Fed Grapples with Inflation vs. Growth in Interest Rate Decision
The Federal Reserve's preferred inflation measure was mostly stable in September, possibly paving the way for an anticipated interest rate cut. While inflation exceeds the Fed's 2% target, weak hiring and slow economic growth may lead to reduced rates to encourage borrowing. Consumer spending, though modest, remained resilient.
- Country:
- United States
In September, the Federal Reserve's preferred gauge of inflation showed minimal change, potentially setting the stage for an expected interest rate cut in the coming week.
The Commerce Department reported a 0.3% rise in prices from August, mirroring the previous month's increase. Notably, core prices, excluding food and energy, also rose 0.2% for the month. This steady pace, if maintained, could align with the Fed's 2% annual inflation target.

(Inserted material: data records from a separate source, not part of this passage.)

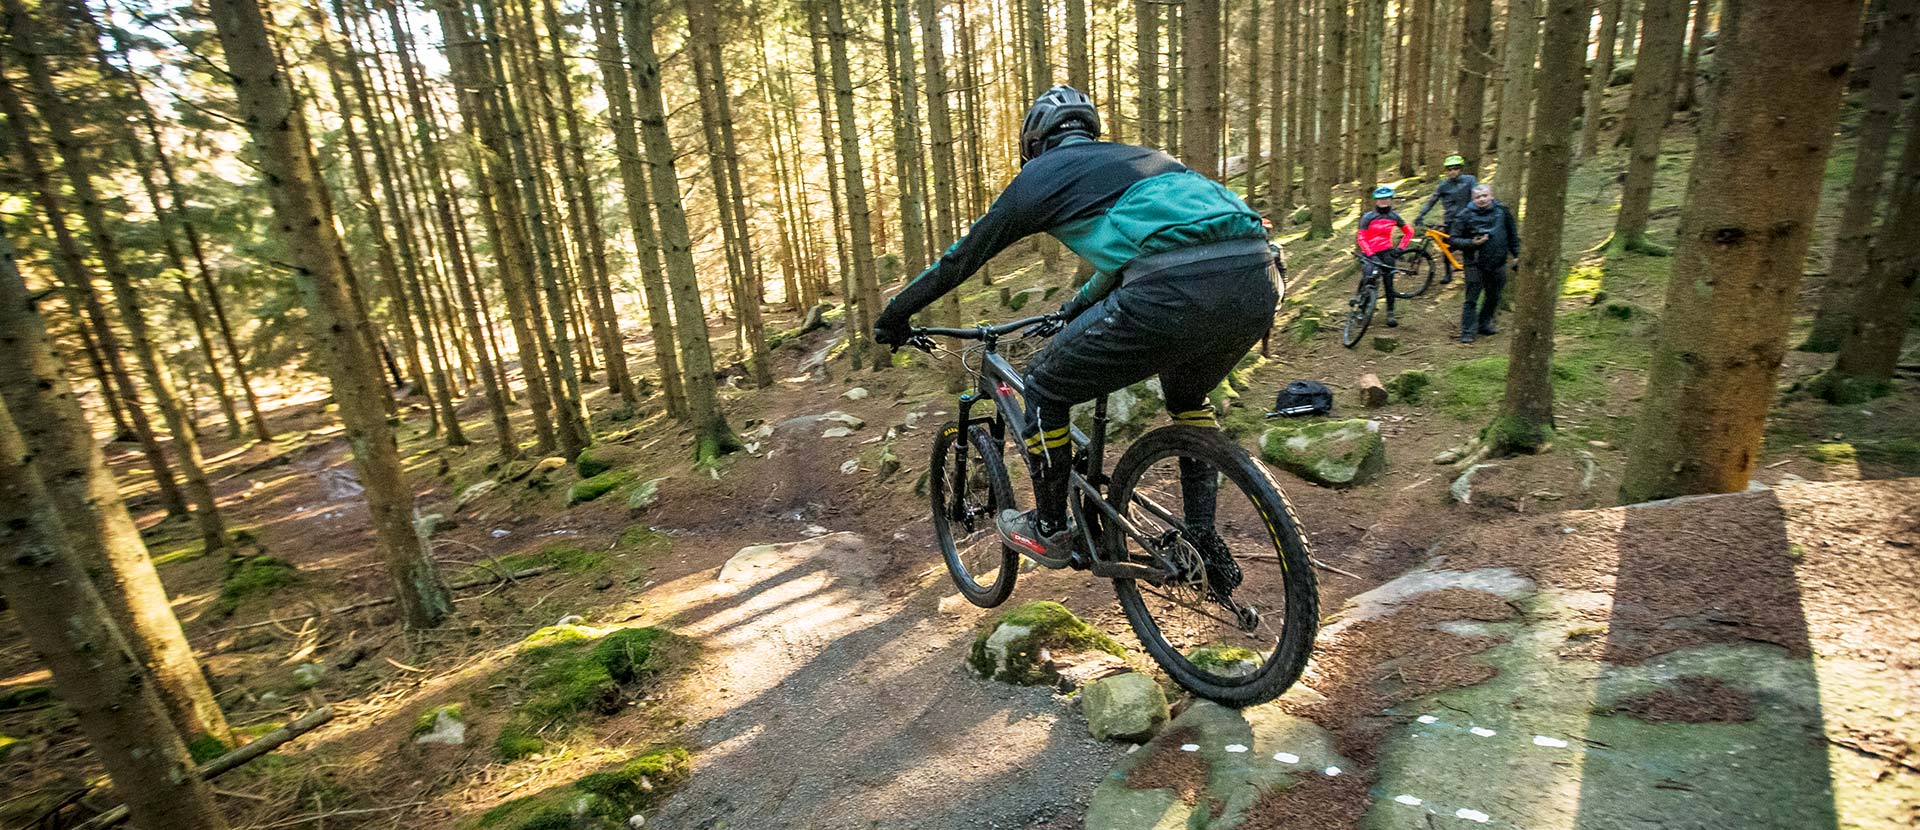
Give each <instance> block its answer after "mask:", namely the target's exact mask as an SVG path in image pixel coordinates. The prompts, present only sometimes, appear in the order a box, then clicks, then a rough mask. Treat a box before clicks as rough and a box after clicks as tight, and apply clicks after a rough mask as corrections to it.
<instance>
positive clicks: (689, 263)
mask: <svg viewBox="0 0 1920 830" xmlns="http://www.w3.org/2000/svg"><path fill="white" fill-rule="evenodd" d="M624 2H626V17H624V23H626V25H624V27H622V29H624V33H622V35H624V37H626V48H628V58H630V60H632V69H634V75H632V83H634V115H636V119H637V121H639V136H641V142H643V144H645V148H647V183H649V186H651V188H653V207H655V209H657V211H659V219H660V248H662V254H664V261H666V277H668V284H670V290H672V296H674V319H676V321H678V325H676V327H674V330H676V334H678V336H680V357H682V361H684V363H682V365H684V367H685V373H684V375H682V378H684V386H682V388H684V390H685V394H687V423H689V425H691V427H693V459H695V461H697V463H710V461H714V459H718V457H720V455H726V453H732V452H735V450H739V448H741V446H739V438H735V436H733V428H732V427H728V423H726V415H724V413H722V411H720V398H718V394H716V390H714V361H712V348H710V346H708V342H707V325H705V323H707V313H705V309H703V307H701V284H699V273H697V271H695V267H693V244H691V242H689V240H687V213H685V207H684V206H682V202H680V175H678V173H676V171H674V146H672V138H670V136H668V133H666V102H664V100H662V94H660V60H659V58H657V56H655V52H653V31H655V29H653V13H655V0H624Z"/></svg>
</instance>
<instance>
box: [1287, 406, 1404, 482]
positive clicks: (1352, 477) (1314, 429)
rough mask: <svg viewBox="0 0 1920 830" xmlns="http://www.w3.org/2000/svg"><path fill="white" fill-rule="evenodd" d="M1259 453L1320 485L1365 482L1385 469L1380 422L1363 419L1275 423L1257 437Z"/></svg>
mask: <svg viewBox="0 0 1920 830" xmlns="http://www.w3.org/2000/svg"><path fill="white" fill-rule="evenodd" d="M1260 453H1261V457H1265V459H1267V461H1271V463H1275V465H1279V467H1281V469H1286V471H1288V473H1292V475H1298V476H1300V478H1306V480H1309V482H1313V484H1321V486H1336V488H1344V486H1356V484H1367V482H1371V480H1375V478H1379V476H1380V473H1384V471H1386V440H1384V438H1380V423H1379V421H1365V419H1348V421H1308V423H1286V425H1279V427H1273V428H1269V430H1267V434H1263V436H1261V438H1260Z"/></svg>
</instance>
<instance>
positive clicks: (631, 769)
mask: <svg viewBox="0 0 1920 830" xmlns="http://www.w3.org/2000/svg"><path fill="white" fill-rule="evenodd" d="M691 770H693V757H691V755H689V753H687V751H685V749H682V747H664V749H653V751H647V753H641V755H636V757H634V759H630V761H624V763H620V765H614V767H609V769H603V770H599V772H591V774H586V776H582V778H580V780H576V782H572V784H564V786H557V788H551V790H547V792H541V793H534V795H526V797H520V799H513V801H507V803H503V805H499V807H493V809H490V811H486V813H482V815H480V818H478V820H476V822H472V824H470V826H472V828H476V830H626V828H630V826H636V824H630V820H632V817H636V815H641V813H643V811H645V809H649V807H653V805H657V803H660V799H664V797H666V795H670V793H672V792H674V790H676V788H680V784H682V782H685V778H687V774H689V772H691Z"/></svg>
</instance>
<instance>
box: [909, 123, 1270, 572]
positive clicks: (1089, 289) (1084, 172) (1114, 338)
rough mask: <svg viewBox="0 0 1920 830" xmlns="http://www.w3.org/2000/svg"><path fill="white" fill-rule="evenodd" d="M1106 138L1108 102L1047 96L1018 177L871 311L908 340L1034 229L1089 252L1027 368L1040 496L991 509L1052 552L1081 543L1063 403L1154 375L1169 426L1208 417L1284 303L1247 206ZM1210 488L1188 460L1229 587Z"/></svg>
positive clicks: (1120, 144) (1203, 178)
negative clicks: (1161, 392)
mask: <svg viewBox="0 0 1920 830" xmlns="http://www.w3.org/2000/svg"><path fill="white" fill-rule="evenodd" d="M1098 136H1100V115H1098V113H1096V111H1094V108H1092V102H1091V100H1089V98H1087V96H1085V94H1083V92H1079V90H1075V88H1071V86H1054V88H1050V90H1046V92H1044V94H1041V98H1039V100H1035V102H1033V108H1029V110H1027V119H1025V125H1023V127H1021V131H1020V158H1021V167H1020V175H1016V177H1014V181H1012V183H1010V184H1008V186H1006V190H1004V192H1000V196H998V198H996V200H995V202H993V207H991V209H989V211H987V215H983V217H979V221H975V223H973V227H972V229H970V231H968V232H966V236H962V238H960V240H958V242H954V244H952V248H947V254H943V256H941V259H939V261H937V263H933V265H931V267H927V269H925V271H922V273H920V277H914V281H912V282H908V284H906V288H902V290H900V294H899V296H895V298H893V302H891V304H887V309H885V311H881V313H879V319H876V323H874V340H877V342H883V344H889V346H900V344H904V342H906V340H908V336H910V334H908V329H910V323H908V319H910V317H912V315H914V313H916V311H920V309H924V307H927V305H931V304H933V302H935V300H939V298H941V296H943V294H947V292H948V290H952V288H956V286H958V284H960V282H964V281H966V279H968V277H970V275H973V271H977V269H979V267H981V265H985V263H987V259H991V257H993V256H995V254H998V252H1002V250H1006V246H1010V244H1014V242H1016V240H1020V238H1023V236H1031V234H1037V232H1048V234H1052V236H1054V238H1058V240H1060V242H1064V244H1066V246H1068V248H1071V250H1073V254H1079V256H1081V257H1085V259H1087V261H1091V263H1092V265H1094V269H1096V273H1094V277H1092V281H1089V282H1087V286H1083V288H1081V290H1079V294H1075V296H1073V300H1069V302H1068V304H1066V305H1062V307H1060V311H1058V313H1054V315H1052V317H1054V319H1056V323H1052V325H1050V329H1056V330H1058V336H1056V338H1054V342H1052V344H1050V346H1048V348H1046V350H1044V352H1041V355H1039V357H1035V359H1033V363H1031V365H1029V367H1027V375H1025V398H1027V425H1029V432H1027V434H1023V436H1021V438H1023V440H1025V446H1027V453H1029V459H1031V469H1033V488H1035V498H1037V501H1039V507H1037V509H1035V511H1029V513H1018V511H1012V509H1004V511H1000V517H998V528H1000V538H1002V540H1004V542H1006V544H1008V546H1012V548H1016V549H1025V551H1031V553H1039V555H1048V557H1066V555H1069V551H1071V549H1073V536H1071V532H1069V526H1068V484H1069V475H1071V469H1069V465H1071V446H1069V440H1068V434H1069V428H1071V427H1069V425H1068V417H1069V407H1073V405H1075V403H1081V402H1089V400H1094V398H1100V396H1106V394H1108V392H1114V390H1119V388H1123V386H1127V384H1133V382H1139V380H1144V378H1148V377H1154V375H1160V384H1162V390H1164V392H1165V400H1167V411H1169V413H1173V423H1177V425H1190V427H1213V413H1212V411H1210V409H1208V405H1206V394H1208V392H1212V390H1213V386H1217V384H1219V382H1221V378H1225V377H1227V373H1229V371H1233V367H1235V363H1238V359H1240V357H1242V355H1246V352H1248V350H1250V348H1252V346H1254V344H1256V342H1260V336H1261V334H1265V330H1267V329H1269V327H1271V325H1273V311H1275V305H1277V304H1279V294H1277V292H1275V288H1273V282H1271V279H1269V275H1267V265H1269V261H1271V254H1269V250H1267V236H1265V229H1263V227H1261V221H1260V215H1258V213H1254V211H1252V207H1248V206H1246V204H1244V202H1240V198H1238V196H1235V194H1233V190H1227V188H1225V186H1221V184H1217V183H1213V181H1212V179H1208V177H1204V175H1200V173H1194V171H1192V169H1187V165H1183V163H1179V161H1175V159H1173V158H1171V156H1167V154H1164V152H1160V150H1152V148H1140V146H1129V144H1114V142H1102V140H1098ZM1213 486H1215V471H1213V469H1212V467H1210V465H1204V463H1200V461H1192V459H1185V457H1183V459H1181V498H1183V501H1185V513H1187V517H1185V519H1187V525H1188V530H1190V534H1188V536H1190V538H1192V540H1194V546H1196V548H1198V549H1200V553H1202V561H1206V567H1208V571H1210V573H1208V576H1210V582H1212V584H1215V586H1223V588H1227V590H1233V586H1236V584H1238V582H1240V580H1238V569H1236V567H1235V565H1233V557H1231V553H1229V551H1227V546H1225V542H1221V540H1219V536H1217V534H1213V530H1212V528H1213V496H1215V492H1213ZM1075 557H1077V553H1075Z"/></svg>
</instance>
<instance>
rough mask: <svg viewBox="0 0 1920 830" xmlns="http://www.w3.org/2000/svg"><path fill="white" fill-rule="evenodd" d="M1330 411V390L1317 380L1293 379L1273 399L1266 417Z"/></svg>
mask: <svg viewBox="0 0 1920 830" xmlns="http://www.w3.org/2000/svg"><path fill="white" fill-rule="evenodd" d="M1331 411H1332V390H1331V388H1327V384H1323V382H1319V380H1294V382H1290V384H1286V388H1283V390H1281V394H1279V396H1277V398H1275V400H1273V411H1269V413H1267V417H1302V415H1327V413H1331Z"/></svg>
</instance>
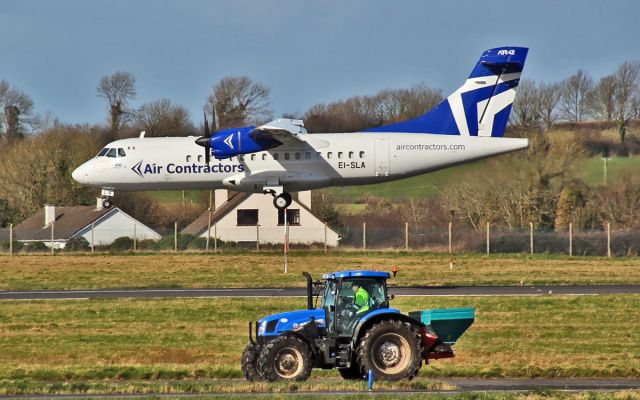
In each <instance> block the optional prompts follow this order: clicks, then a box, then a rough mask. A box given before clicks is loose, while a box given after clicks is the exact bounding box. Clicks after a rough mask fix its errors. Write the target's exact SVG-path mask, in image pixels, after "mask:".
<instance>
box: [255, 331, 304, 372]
mask: <svg viewBox="0 0 640 400" xmlns="http://www.w3.org/2000/svg"><path fill="white" fill-rule="evenodd" d="M311 368H313V362H312V360H311V351H310V350H309V346H307V344H306V343H305V342H303V341H302V340H301V339H299V338H297V337H292V336H280V337H278V338H276V339H274V340H272V341H271V342H269V343H267V344H265V345H264V347H263V348H262V350H261V351H260V357H259V358H258V370H259V371H261V372H262V373H263V374H264V377H265V378H266V379H267V380H268V381H270V382H273V381H279V380H296V381H304V380H307V378H308V377H309V375H310V374H311Z"/></svg>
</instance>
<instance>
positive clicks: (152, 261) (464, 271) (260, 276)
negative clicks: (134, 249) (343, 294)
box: [0, 251, 640, 290]
mask: <svg viewBox="0 0 640 400" xmlns="http://www.w3.org/2000/svg"><path fill="white" fill-rule="evenodd" d="M449 261H450V260H449V256H448V255H447V254H434V253H413V252H409V253H404V252H369V253H362V252H335V253H334V252H330V253H328V254H326V255H325V254H322V253H320V252H302V251H300V252H292V253H290V255H289V273H288V274H283V273H282V271H283V257H282V255H281V254H279V253H277V252H270V253H267V252H263V253H252V252H246V253H218V254H213V253H210V254H205V253H179V254H175V253H155V254H146V255H144V254H136V255H126V254H125V255H93V256H91V255H55V256H50V255H21V256H13V257H9V256H0V290H37V289H103V288H152V287H158V288H189V287H193V288H201V287H293V286H297V287H303V286H304V284H305V283H304V282H305V281H304V279H303V278H302V277H301V276H300V274H301V273H302V272H303V271H308V272H310V273H311V274H312V275H313V276H315V277H319V276H320V275H321V274H323V273H327V272H331V271H335V270H344V269H379V270H383V271H390V270H391V268H392V266H394V265H396V266H398V268H399V273H398V278H397V279H396V281H395V283H396V284H398V285H401V286H421V285H436V286H441V285H522V284H525V285H531V284H638V283H640V258H637V257H628V258H613V259H608V258H605V257H567V256H557V255H544V254H541V255H535V256H533V257H532V256H528V255H519V254H516V255H491V256H485V255H479V254H461V255H456V256H455V257H454V258H453V261H454V264H455V266H454V268H453V269H450V268H449Z"/></svg>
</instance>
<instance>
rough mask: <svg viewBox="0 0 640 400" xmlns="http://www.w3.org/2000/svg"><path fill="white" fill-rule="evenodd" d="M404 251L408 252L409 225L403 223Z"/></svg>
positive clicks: (405, 223) (408, 247)
mask: <svg viewBox="0 0 640 400" xmlns="http://www.w3.org/2000/svg"><path fill="white" fill-rule="evenodd" d="M404 250H405V251H409V223H408V222H405V223H404Z"/></svg>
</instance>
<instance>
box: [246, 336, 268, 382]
mask: <svg viewBox="0 0 640 400" xmlns="http://www.w3.org/2000/svg"><path fill="white" fill-rule="evenodd" d="M259 355H260V346H258V345H256V344H253V343H249V344H248V345H247V347H245V348H244V351H243V352H242V361H241V365H240V367H241V368H242V372H243V373H244V377H245V378H247V380H249V381H252V382H255V381H263V380H264V376H262V374H260V371H258V356H259Z"/></svg>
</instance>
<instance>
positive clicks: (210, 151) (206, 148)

Overall, annual inflation was recorded at 2.8%, a slight increase from August's 2.7%, while core prices saw a small annual decline to 2.8%. The data support a possible interest rate reduction at the Fed's upcoming December meeting. Despite inflation surpassing the 2% target, sluggish job growth and moderate economic expansion suggest more subdued price gains ahead. Consumer spending grew but at a slower 0.3% in September, hinting at consumer resilience amidst pricing pressures.